Il existe nombre de blogs très sérieux sur le sujet, alimentés par des scientifiques de grande qualité ; il en est d'autres plus virulents ou polémiques, voire franchement drôles, comme l'inénarrable Minnesotans For Global Warming. On se rend bien compte en les suivant que la messe est loin d'être dite, mais qu'il s'agit bien d'une messe. D'un côté, les physiciens, les praticiens, ceux qui ont une connaissance plutôt pratique des choses, de l'autre les théoriciens, les modeleurs, physiciens aussi, bien sûr, mais d'un autre type de physique : voilà en gros l'opposition des scientifiques, un peu Bill Gray contre Kerry Emanuel. Et puis, les politiques : les interventionnistes et étatistes d'un côté, de l'autre ceux qui se méfient de l'usurpation des pouvoirs par des bureaucraties avides. Quand on voit la Commission européenne réclamer à tue-tête que ses Etats se fassent hara-kiri et montrent la voie au Monde médusé par tant de grandeur et de noblesse, puis évidemment se faire jeter comme une malpropre du cénacle réunissant USA, Brésil, Inde, Russie et Chine à Copenhague, on a des doutes. Dans Le Monde de ce jour je lis que l'Allemagne regimbe au suicide ; intéressant, l'Allemagne, si elle a inscrit l'interdiction du déficit dans sa Constitution (absurdité à mon avis), ne l'a pas fait pour le principe de précaution et elle a eu mille fois raison.

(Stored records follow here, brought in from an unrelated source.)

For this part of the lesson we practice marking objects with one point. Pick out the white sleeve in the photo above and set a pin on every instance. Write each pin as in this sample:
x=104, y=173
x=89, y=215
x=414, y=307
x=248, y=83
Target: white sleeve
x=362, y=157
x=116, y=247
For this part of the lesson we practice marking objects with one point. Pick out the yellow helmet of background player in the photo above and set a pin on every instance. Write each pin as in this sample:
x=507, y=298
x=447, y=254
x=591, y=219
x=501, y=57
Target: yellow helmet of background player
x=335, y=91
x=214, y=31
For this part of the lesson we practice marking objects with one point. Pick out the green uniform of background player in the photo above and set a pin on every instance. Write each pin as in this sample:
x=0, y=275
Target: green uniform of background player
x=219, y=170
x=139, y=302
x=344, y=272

Pour résumer, il n'est pas impossible que le RCG anthropogénique existe, mais c'est très loin d'être assuré. Les modèles climatiques sont très peu fiables, les mesures également, et tout particulièrement les proxies du genre courbe de Mann. Tirer des conclusions et prôner des politiques aux effets au moins aussi dévastateurs pour l'humanité que les catastrophes parfaitement virtuelles annoncées par les prophètes de malheur du WG2 me semble pour le moins prématuré. Il faut aussi savoir qu'il existe des lobbies particulièrement actifs dans tous les camps, et particulièrement dans le domaine des énergies alternatives et de la géo-ingéniérie - y compris la séquestration du dioxyde de carbone. Il n'est pas vrai que la maison brûle, il ne faut pas écouter les fauteurs de terreur au prix de la démocratie. Il n'est pas vrai que pour la Presse - scientifique ou autre - donner la parole à Pielke, à McIntyre ou à Lindzen c'est la même chose que de la donner à un adepte de l'ID.
Si j'ai parlé de moi, c'est simplement parce que je pense que mon itinéraire devrait être celui qu'on nous a toujours enseigné de suivre, celui d'un honnête homme, et je pense que de plus en plus de gens ont les mêmes doutes que moi. Mais il ne fait pas bon exprimer ses doutes hic et nunc, vous passez illico pour un fieffé facho en Europe et pour un vendu aux USA. Bah, tant pis, le plus regrettable dans toute cette affaire, c'est qu'on finit par succomber à la dissonance cognitive et qu'on ne lit même plus ses contradicteurs, ce qui est une funeste erreur.